Tegoroczna Nagroda Nobla z chemii jest zaskoczeniem - mówi profesor Lucjan Piela z Uniwersytetu Warszawskiego. Królewska Szwedzka Akademia Nauk przyznała nagrodę trzem amerykańskim naukowcom. Są to pochodzący z Austrii Martin Karplus z Uniwersytetu Harvarda, Brytyjczyk i Amerykanin Michael Levitt z Uniwersytetu Stanforda i pochodzący z Izraela Arieh Warshel z Uniwersytetu Południowej Kalifornii.

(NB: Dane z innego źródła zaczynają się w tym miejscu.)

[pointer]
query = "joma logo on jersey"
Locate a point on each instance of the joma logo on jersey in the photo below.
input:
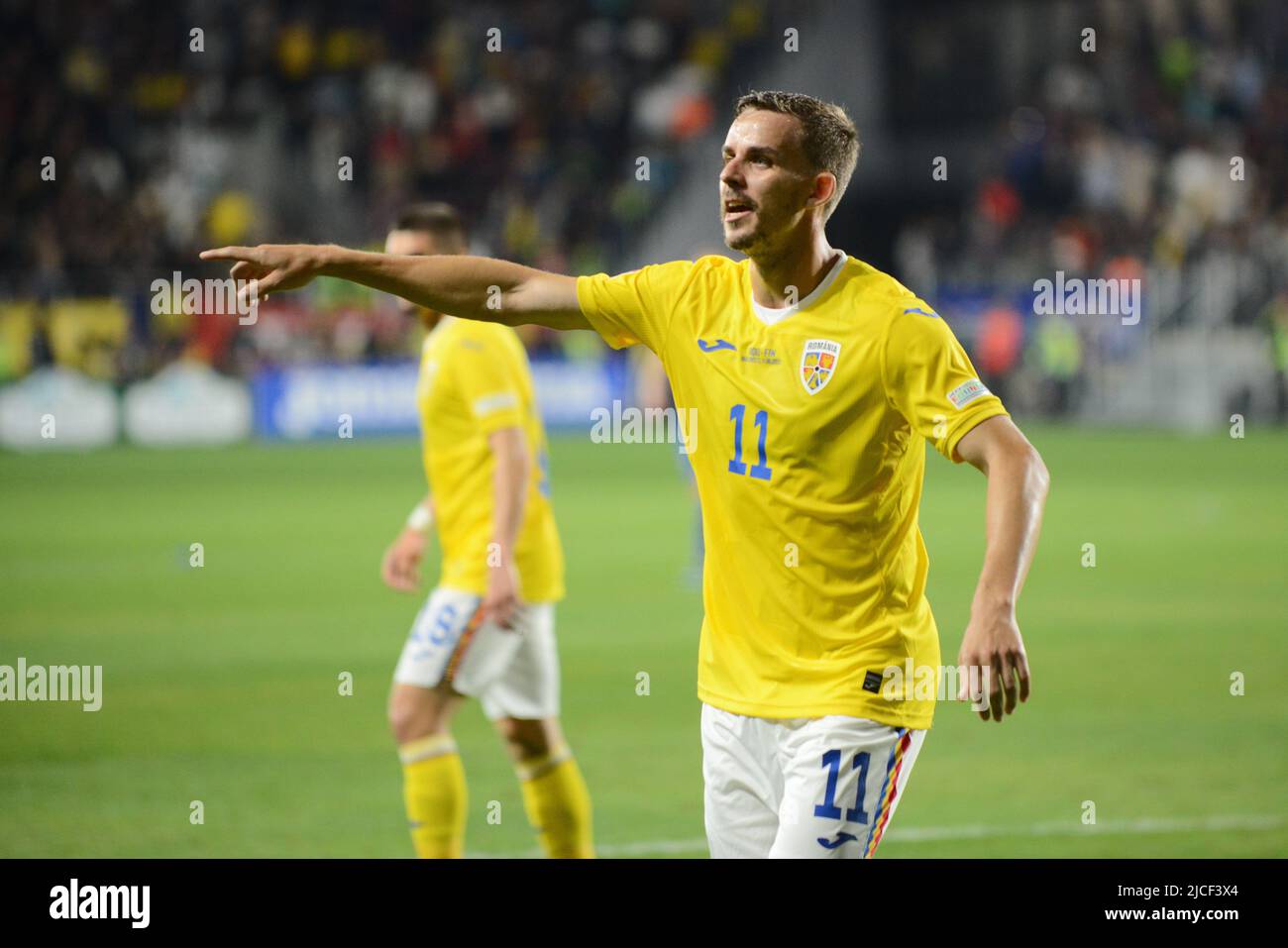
(818, 364)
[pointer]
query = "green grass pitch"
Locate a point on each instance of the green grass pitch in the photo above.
(220, 683)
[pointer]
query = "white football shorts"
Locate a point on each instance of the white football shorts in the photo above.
(514, 673)
(802, 788)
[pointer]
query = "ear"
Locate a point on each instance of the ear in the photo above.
(824, 185)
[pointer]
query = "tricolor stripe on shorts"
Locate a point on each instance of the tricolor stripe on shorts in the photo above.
(454, 661)
(889, 791)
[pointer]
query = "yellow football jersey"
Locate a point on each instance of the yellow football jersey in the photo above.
(475, 380)
(809, 462)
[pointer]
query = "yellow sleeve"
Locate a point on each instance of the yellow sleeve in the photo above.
(928, 377)
(489, 378)
(634, 307)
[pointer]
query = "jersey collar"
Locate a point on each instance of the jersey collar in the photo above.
(773, 314)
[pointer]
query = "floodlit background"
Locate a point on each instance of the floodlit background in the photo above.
(1004, 145)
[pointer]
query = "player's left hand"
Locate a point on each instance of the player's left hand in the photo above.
(270, 266)
(995, 648)
(501, 600)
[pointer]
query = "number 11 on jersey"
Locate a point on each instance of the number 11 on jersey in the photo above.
(761, 471)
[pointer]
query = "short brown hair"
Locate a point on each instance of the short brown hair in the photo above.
(831, 141)
(437, 218)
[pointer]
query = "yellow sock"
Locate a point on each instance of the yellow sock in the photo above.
(558, 804)
(434, 791)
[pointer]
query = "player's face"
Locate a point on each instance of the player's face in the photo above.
(413, 244)
(765, 180)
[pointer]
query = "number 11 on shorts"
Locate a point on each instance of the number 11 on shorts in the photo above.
(828, 809)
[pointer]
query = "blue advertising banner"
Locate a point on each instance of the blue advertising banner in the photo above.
(314, 401)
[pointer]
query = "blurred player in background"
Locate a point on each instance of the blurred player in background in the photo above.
(487, 630)
(815, 378)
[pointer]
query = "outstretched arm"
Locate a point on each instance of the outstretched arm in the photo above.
(1018, 483)
(473, 287)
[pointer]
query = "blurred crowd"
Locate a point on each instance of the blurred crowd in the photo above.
(134, 134)
(1158, 150)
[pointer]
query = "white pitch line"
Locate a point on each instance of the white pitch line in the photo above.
(938, 833)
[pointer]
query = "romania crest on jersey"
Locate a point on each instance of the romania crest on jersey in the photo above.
(818, 364)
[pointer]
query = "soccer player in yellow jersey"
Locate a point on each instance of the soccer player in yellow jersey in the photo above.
(815, 380)
(487, 630)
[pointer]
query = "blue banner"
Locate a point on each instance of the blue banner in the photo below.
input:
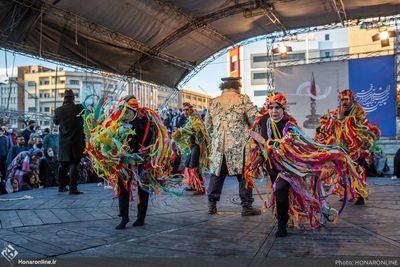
(374, 85)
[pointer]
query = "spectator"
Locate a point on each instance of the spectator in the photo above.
(3, 153)
(29, 181)
(26, 133)
(71, 142)
(36, 133)
(11, 137)
(12, 185)
(51, 140)
(49, 168)
(26, 161)
(16, 149)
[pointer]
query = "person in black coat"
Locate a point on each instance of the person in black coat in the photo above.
(140, 139)
(71, 142)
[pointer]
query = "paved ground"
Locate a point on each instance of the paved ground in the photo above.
(55, 225)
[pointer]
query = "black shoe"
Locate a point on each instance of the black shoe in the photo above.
(189, 189)
(360, 201)
(199, 193)
(122, 224)
(250, 211)
(75, 192)
(212, 207)
(138, 223)
(282, 232)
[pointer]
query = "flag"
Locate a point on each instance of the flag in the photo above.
(313, 88)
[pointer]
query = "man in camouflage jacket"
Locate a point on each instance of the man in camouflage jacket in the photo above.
(227, 121)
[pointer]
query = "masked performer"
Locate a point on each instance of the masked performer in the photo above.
(130, 147)
(348, 126)
(195, 152)
(303, 172)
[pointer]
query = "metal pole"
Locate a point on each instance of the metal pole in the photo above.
(36, 98)
(55, 90)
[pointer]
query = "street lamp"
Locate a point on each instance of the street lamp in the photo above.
(383, 35)
(282, 50)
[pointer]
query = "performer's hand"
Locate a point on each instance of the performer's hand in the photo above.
(257, 137)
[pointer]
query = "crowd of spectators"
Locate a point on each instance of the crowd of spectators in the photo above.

„Za stworzenie wieloskalowych modeli dla złożonych systemów chemicznych”, uzasadnił przyznanie nagrody Staffan Normark ze Szwedzkiej Akademii Nauk w Sztokholmie.

Profesor Lucjan Piela z Uniwersytetu Warszawskiego mówi, że nie spodziewał się takiego wyboru akademii. "To było zaskoczeniem, bo myślałbym może o innych wielkich osiągnięciach w dziedzinie chemii, ale niewątpliwie to także było wielkie osiągnięcie. Może zostało dostrzeżone ono na podobnej zasadzie jak stosunkowo niedawna nagroda dla Popla i Kohna. To ten sam styl. Tamta nagroda była za bardzo dokładne metody chemii kwantowej, a ta za dokładne teoretyczne metody biochemii" - mówi naukowiec.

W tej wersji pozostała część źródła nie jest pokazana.